New Way to Block Rush of Immune Cells
Researchers have found a way to selectively block the ability of white blood cells to “crawl” toward the sites of injury and infection when such mobility drives disease, according to a study published in The Journal of Experimental Medicine. The results suggest a new treatment approach for autoimmune diseases like rheumatoid arthritis, lupus and multiple sclerosis, and for conditions made worse by misplaced inflammation, like atherosclerosis, stroke and transplant rejection, researchers said.
Disease-fighting cells move toward bacteria and cells infected with viruses, which they target for destruction. Unfortunately, the same cells can mistakenly attack the body’s own cells or drive inflammation too far, worsening the problem they rushed in to solve.
A team of researchers at the University of Rochester Medical Center has been studying proteins called integrins that enable T cells, a major subset of immune cells, to migrate. These scientists described for the first time a way to shut down only those T cells currently in the act of disease-related migration, while leaving in place reserves needed in the likely event that another infection occurs during treatment.

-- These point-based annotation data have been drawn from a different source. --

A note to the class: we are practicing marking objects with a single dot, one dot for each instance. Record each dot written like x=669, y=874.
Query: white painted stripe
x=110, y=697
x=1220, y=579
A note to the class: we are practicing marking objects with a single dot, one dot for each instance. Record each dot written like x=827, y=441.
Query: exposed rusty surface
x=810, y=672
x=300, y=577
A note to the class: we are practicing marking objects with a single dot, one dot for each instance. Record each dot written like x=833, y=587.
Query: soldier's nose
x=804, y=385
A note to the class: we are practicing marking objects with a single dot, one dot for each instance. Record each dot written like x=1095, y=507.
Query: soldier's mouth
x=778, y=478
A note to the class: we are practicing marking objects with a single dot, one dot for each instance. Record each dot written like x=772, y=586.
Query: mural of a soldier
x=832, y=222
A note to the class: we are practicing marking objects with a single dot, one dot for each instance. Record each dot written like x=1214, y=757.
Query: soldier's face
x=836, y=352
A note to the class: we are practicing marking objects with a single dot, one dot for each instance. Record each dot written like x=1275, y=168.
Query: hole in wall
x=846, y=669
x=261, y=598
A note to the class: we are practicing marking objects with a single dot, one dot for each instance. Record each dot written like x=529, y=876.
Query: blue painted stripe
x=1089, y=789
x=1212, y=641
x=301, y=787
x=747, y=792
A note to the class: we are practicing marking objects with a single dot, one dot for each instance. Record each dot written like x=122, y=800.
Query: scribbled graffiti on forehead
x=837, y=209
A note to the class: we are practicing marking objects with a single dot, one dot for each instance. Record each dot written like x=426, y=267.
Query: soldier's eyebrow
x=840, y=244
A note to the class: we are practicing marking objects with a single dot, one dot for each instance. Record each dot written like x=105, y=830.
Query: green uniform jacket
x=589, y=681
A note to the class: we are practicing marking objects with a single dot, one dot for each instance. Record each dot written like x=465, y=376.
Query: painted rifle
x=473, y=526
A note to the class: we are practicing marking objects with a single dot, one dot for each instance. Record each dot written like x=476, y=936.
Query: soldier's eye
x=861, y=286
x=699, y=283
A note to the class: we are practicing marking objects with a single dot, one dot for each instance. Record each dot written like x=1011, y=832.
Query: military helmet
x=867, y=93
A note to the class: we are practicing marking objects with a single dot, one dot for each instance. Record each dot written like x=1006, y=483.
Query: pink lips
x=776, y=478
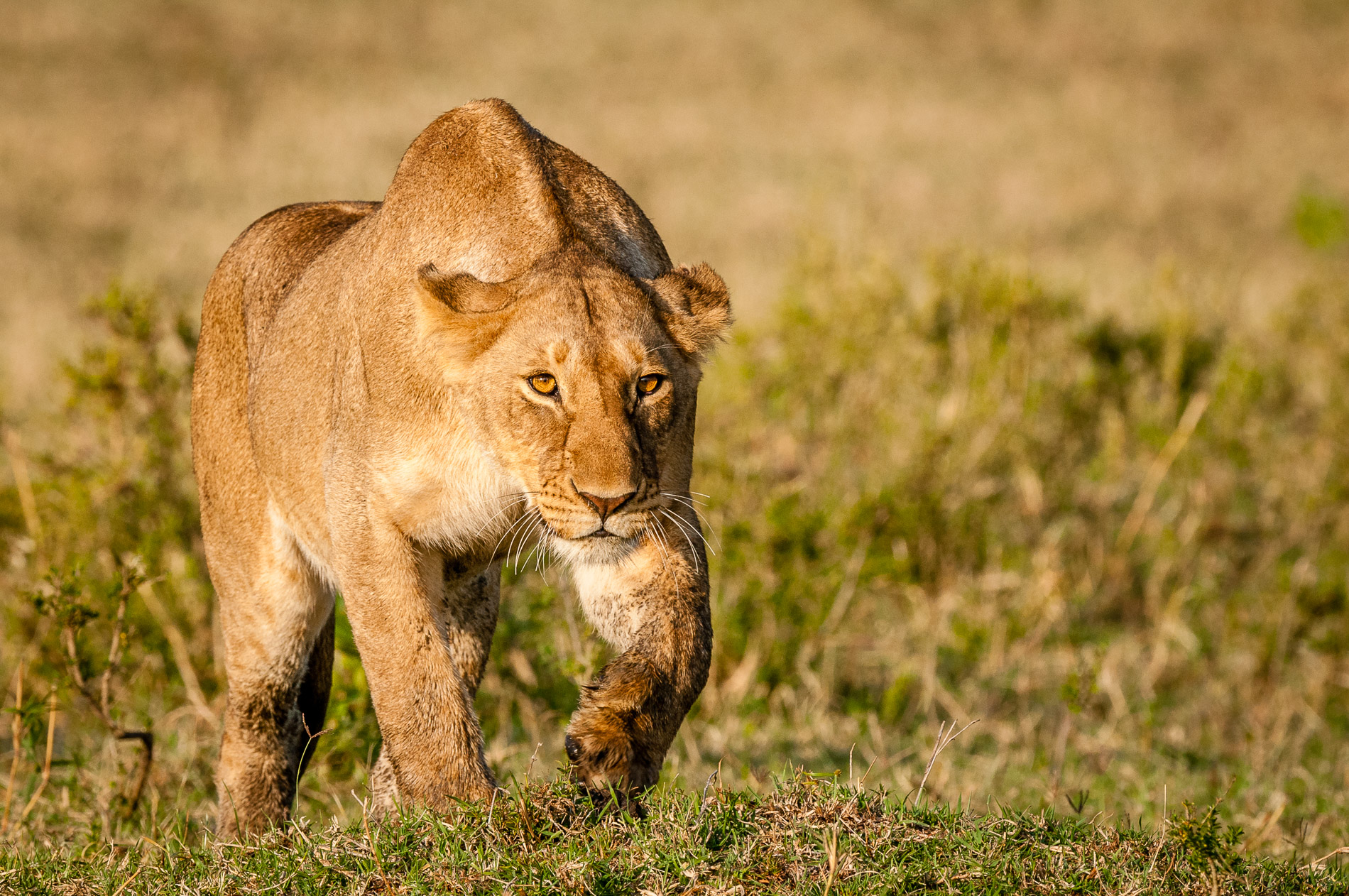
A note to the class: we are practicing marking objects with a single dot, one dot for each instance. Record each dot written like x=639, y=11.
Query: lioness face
x=583, y=383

“There are many cases where it would be incredibly useful to precisely block integrin activation, and thus T cell migration,” said Minsoo Kim, PhD, lead author of the article. “Good examples include when our immune system attacks our own cells, or rejects a lifesaving transplant or clogs our blood vessels by mistake. The problem is that past, system-wide attempts that block all integrin activation … shut down not only unwanted inflammation in one locale, but also vital immune defenses elsewhere, leaving patients vulnerable to infection.”
The Great Migration
Two mechanisms make cell migration, possible. The first, called chemotaxis, tells the cell which direction to move in. Cell surface proteins sense and follow chemicals and molecules they are attracted to toward wherever those attractants are most concentrated. T cells move toward the byproducts of bacteria and viruses.
The second migratory mechanism is propulsion. In between infections and injuries, inactive T cells ride along with the bloodstream. T cells “realize” when they pass by part of a blood vessel wall close to the site of an injury or infection. Integrins on their surfaces unfold and grab onto key proteins on the surface of blood vessel wall cells (e.g., ICAM), resisting the surrounding blood flow. The T cells then pass through the vessel wall, and once outside the bloodstream, crawl along the tissue scaffolding toward the site of injury.
In a T cell at rest, integrins are distributed evenly over the entire surface of the T cell. When the cell gets ready to move, however, activated integrins cluster on the leading edge of the cell in the direction the cell wants to move. They bind to their counterpart adhesion proteins (like ICAM) on the surface that the T cell is moving across. The T cell then contracts to pull itself along. The integrins on the front end “grab hold” in a new spot and trailing edge integrins let go. Without precise biochemical changes that enable the front end to gain traction, and the tail to let go, the cell cannot migrate.
Kim’s team was able to figure out the chemical changes that allow the integrins to grab and let go, enabling movement. They also were able to prevent specific chemical interactions, reducing the ability of the T cells to crawl.
In the next phase, the team will seek to develop better-targeted, anti-integrin therapies to regulate T cell migration.
“Initial clinical studies on T cell migration focused on overall blocking of migration, but general inhibition is a blunt tool,” said Tim Mosmann, PhD, director of the Vaccine Biology and Immunology center at University of Rochester. “As studies such as Dr. Kim’s help us to understand the process more precisely, we should be able to design much more precise methods to block migration in the selected circumstances that cause problems, without crippling the essential immune responses to infections.”
This article was adapted from a press release issued by the University of Rochester.